University of Illinois

No. 3/April 11, 1997

Soilborne Mosaic of Wheat

With the return of cooler weather this week, soilborne mosaic virus symptoms on wheat should be more noticeable. This pathogen is usually associated with cool, wet conditions in either fall or spring. In Illinois, it is much more commonly seen in early spring throughout the southern and central parts of the state. Fortunately, it rarely causes economic loss but can cause concern due to the yellowing or reddening of infected plants.

Soilborne mosaic virus (SMV) is unusual in that it is vectored, or carried, by a fungus known as Polymyxa graminis.
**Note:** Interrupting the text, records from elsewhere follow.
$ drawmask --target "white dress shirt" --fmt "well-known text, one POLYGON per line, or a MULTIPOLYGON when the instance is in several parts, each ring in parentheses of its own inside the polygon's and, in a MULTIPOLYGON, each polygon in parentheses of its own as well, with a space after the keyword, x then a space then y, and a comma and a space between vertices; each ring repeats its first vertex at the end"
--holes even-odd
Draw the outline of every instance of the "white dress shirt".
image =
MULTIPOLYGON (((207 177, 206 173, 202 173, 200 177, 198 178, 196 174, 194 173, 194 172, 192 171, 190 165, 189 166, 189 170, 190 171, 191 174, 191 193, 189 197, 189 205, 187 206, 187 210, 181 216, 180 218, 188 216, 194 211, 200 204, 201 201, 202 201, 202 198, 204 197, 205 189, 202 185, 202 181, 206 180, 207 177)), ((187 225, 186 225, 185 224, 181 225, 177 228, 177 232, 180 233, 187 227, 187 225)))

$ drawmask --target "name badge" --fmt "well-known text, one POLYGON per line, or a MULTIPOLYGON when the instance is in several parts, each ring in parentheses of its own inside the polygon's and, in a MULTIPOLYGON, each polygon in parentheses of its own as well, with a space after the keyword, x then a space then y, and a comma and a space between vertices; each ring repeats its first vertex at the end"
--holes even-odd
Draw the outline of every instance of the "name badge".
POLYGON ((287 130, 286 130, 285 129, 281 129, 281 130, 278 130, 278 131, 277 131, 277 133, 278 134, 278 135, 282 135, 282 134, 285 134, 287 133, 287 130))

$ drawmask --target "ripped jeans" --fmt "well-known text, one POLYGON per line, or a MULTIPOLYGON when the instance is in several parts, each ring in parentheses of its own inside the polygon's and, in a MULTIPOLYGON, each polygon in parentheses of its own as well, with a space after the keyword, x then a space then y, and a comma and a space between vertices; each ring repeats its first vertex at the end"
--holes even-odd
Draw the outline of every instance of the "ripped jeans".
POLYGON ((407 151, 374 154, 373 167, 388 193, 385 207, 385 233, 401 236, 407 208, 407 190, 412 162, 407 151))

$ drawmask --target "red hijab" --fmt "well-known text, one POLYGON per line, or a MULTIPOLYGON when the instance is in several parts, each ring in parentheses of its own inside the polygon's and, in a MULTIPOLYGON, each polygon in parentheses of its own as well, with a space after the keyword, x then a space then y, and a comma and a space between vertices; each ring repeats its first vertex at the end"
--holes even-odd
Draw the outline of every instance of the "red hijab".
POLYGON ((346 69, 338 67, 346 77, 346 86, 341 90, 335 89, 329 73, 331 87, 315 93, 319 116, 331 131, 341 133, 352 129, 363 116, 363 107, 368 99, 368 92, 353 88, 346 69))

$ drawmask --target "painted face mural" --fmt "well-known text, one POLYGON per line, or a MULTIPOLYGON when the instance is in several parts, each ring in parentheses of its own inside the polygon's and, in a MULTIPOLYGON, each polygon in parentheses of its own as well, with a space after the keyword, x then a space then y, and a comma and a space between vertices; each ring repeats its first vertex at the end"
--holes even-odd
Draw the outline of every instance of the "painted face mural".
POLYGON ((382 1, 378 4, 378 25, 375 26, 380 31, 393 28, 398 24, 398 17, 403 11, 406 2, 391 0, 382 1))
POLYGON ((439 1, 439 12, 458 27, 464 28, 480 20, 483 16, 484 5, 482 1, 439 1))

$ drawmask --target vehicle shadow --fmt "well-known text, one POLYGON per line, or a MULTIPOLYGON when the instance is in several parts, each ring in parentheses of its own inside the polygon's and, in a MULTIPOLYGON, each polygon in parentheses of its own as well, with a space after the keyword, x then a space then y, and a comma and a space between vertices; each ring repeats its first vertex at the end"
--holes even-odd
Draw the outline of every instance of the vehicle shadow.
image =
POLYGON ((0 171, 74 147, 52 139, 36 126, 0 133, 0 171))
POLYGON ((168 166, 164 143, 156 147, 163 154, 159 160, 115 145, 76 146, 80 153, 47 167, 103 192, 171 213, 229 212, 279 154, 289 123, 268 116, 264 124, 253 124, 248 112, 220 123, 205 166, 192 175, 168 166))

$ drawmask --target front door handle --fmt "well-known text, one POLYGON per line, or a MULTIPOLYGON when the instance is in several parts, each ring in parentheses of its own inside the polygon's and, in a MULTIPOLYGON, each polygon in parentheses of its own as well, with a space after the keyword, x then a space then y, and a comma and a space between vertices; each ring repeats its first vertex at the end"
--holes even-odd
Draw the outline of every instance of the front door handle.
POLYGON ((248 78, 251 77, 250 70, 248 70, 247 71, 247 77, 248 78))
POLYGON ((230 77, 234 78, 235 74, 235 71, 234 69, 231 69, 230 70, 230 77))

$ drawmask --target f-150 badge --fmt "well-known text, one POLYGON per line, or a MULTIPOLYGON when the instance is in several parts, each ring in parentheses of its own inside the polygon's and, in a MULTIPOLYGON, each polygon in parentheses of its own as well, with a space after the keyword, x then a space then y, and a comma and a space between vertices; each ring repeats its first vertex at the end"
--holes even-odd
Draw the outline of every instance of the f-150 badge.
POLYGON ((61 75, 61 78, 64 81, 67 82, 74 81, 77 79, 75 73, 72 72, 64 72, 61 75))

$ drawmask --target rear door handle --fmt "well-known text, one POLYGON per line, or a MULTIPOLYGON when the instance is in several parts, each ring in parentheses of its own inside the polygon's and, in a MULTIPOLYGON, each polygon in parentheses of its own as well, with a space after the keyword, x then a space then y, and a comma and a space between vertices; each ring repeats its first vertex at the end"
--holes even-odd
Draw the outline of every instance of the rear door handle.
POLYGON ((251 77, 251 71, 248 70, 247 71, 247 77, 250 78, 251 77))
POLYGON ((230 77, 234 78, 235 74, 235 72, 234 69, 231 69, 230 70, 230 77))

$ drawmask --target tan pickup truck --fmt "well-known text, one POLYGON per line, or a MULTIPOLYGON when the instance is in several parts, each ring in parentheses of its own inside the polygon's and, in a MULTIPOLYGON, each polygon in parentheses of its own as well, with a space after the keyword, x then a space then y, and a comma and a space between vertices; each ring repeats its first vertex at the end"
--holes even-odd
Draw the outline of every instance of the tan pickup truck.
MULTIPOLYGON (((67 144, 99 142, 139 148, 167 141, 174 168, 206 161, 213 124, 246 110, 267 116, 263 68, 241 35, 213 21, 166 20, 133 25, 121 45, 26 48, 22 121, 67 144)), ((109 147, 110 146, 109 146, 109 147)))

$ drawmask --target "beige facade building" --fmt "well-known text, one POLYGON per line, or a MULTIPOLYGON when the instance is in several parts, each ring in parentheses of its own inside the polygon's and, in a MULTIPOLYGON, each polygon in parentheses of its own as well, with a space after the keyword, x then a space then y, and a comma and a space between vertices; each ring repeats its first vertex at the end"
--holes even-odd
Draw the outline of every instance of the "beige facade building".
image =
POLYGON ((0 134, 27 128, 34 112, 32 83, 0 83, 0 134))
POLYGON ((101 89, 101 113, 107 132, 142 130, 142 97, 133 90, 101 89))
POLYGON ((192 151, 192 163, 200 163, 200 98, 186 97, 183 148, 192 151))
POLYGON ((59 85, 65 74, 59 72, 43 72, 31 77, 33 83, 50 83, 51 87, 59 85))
This fungus is found in low-lying areas of fields and prefers a wet habitat. Soils do not have to be saturated to promote this fungus, but only moderately wet. Disease distribution tends to be associated with these low areas, but some fields may show almost uniform yellowing or mottling of wheat leaves. Symptoms can vary greatly depending on the wheat variety, soil moisture levels, virus strain, and general health of the crop.
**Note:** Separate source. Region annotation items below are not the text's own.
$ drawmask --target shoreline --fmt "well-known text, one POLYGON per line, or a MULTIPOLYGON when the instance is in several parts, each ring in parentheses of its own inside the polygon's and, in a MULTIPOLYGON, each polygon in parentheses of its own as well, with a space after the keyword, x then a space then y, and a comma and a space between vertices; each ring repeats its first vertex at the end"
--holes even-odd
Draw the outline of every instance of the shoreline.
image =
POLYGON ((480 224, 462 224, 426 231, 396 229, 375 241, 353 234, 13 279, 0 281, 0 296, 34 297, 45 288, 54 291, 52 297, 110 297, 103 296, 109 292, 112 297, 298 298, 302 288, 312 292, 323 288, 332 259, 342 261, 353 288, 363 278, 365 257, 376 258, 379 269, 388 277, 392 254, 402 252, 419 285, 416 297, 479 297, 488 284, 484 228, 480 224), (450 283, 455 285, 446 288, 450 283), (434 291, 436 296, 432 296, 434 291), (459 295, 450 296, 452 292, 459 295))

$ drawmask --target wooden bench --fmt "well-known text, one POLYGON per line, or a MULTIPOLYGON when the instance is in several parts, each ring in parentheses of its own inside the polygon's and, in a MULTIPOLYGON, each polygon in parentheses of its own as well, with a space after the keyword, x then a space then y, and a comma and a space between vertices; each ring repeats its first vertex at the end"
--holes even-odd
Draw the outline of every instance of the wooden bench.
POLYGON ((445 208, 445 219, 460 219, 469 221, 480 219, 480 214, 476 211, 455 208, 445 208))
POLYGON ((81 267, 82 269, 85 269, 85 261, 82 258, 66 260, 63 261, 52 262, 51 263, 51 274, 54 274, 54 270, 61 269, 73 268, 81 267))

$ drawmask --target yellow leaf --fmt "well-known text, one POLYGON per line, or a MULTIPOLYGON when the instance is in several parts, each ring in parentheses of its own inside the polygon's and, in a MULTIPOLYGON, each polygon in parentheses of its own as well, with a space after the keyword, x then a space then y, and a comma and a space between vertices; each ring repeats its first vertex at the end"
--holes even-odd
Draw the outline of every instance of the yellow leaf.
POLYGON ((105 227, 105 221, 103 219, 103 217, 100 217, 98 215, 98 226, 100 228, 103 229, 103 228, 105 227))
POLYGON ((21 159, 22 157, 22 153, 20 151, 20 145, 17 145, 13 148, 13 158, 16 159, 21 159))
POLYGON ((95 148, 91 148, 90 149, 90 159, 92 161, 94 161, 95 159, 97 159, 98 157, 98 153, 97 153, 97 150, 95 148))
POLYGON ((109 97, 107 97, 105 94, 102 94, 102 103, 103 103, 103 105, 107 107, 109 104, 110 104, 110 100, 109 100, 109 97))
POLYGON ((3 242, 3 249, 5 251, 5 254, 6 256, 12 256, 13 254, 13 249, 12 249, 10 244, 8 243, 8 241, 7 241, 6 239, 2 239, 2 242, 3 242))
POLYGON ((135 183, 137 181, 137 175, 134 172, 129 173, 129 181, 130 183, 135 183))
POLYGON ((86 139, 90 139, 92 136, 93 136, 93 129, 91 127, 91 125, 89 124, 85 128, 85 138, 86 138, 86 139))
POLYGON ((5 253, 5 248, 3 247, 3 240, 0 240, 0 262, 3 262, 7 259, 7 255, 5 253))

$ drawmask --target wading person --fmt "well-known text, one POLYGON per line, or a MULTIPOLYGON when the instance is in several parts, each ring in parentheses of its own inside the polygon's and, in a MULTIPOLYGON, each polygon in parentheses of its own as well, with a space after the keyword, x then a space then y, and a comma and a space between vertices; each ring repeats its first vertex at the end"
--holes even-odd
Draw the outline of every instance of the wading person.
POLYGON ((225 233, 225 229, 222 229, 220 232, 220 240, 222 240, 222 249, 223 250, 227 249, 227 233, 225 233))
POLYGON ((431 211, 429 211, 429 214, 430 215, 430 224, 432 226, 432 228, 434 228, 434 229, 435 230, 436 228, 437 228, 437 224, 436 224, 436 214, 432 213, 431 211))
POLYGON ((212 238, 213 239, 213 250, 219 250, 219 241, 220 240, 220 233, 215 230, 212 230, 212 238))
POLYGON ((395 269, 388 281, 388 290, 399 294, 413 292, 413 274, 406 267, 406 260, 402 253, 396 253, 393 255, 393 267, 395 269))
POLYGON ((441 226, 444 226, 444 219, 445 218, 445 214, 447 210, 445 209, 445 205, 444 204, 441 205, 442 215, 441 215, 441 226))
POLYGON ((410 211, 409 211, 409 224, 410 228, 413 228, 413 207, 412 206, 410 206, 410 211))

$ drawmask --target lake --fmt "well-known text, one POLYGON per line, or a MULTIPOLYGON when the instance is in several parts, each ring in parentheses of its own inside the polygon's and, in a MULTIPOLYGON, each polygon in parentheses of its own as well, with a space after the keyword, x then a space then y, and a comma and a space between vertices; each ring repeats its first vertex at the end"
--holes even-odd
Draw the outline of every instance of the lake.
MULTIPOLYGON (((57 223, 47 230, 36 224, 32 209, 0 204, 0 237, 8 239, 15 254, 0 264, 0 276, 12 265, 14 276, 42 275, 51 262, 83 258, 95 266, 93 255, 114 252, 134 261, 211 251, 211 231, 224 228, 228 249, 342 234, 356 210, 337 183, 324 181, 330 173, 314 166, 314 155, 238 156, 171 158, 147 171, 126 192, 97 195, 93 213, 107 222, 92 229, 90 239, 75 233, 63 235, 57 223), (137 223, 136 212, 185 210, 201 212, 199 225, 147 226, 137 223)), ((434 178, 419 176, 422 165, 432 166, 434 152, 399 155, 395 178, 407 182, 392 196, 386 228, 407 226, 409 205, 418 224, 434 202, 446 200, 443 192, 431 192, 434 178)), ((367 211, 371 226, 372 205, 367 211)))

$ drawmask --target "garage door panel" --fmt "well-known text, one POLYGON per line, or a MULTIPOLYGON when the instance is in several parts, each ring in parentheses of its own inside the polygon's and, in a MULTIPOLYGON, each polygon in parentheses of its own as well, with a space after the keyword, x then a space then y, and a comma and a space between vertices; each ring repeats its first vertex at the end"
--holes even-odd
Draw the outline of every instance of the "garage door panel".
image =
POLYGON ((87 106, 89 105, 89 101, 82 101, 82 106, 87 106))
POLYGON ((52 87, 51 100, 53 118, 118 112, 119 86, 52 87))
Symptoms of SMV range from mild mottling of leaves to severe yellowing. Stunting also can be seen in severe cases, and rosetting can occur in highly susceptible varieties. Rosetted plants fail to set tillers and remain as stunted leafy clumps. As new leaves unfold, they develop parallel streaks or dashes and appear mottled. Warming spring temperatures slow symptom development and eventually stop the disease process. Symptoms are normally confined to lower leaves.

Control measures include selection of resistant or tolerant wheat varieties where available. Other controls include crop rotation and late autumn seeding (after the fly-free date).